The country’s anti-corruption watchdog filed just a handful of cases for prosecution during the third quarter of 2017, despite investigating 265 cases during that period.
The monthly case reports for the year were released Wednesday by the Anti-Corruption Commission and showed the body investigated a total of 815 cases up until the third quarter, out of which only 10 were forwarded for prosecution.
It recommended probes and actions to be implemented by the agencies and ministries under scrutiny in most cases, also deciding not to investigate 62 cases submitted to the ACC by the public.
The most prominent case the ACC decided not to pursue was a case involving the Maldives Marketing and Public Relations Corporation corruption scandal.
The ACC confirmed longstanding allegations that US$1 million was deposited into President Abdulla Yameen’s private account at the Maldives Islamic Bank by the company used to funnel the MMPRC loot.
Both Yameen and his jailed former deputy were questioned for the ACC inquiry, the watchdog said, but the case was “filed” until the company’s secretary who deposited the two cheques worth US$500,000 each in October 2015 could be summoned for questioning.
The police have also been unable to bring back the company’s secretary and shareholders to the Maldives despite issuing an Interpol red notice, the ACC said, claiming the investigation could not proceed without their statements.
The watchdog did not provide further details.
In another high-profile case, the ACC decided there was no corruption involved in allegations by a former civil court judge that she was offered bribes worth MVR77 million (US$5 million).
Aisha Shujoon, appearing on a TV show after resigning as a judge, said she declined the offer and the person who offered the bribe left after she got angry.

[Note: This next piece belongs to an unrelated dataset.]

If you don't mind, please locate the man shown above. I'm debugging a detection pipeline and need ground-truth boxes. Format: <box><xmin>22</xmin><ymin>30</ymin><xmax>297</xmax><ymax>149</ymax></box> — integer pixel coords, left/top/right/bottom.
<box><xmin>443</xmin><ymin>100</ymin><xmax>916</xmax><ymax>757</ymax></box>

The ACC ruled there was no corruption due to lack of information regarding the allegation.
In another case ruled “corruption-free” the ACC said the leasing of two state-owned flats to President Yameen’s son Zain Abdulla Yameen complied with regulations and procedures.
The flats in Malé were leased to Zain below the market price.
In October, Transparency Maldives released a report assessing the ACC. Anti-corruption watchdogs in Bangladesh and Bhutan were rated higher than the one in the Maldives, which got an overall score of 58.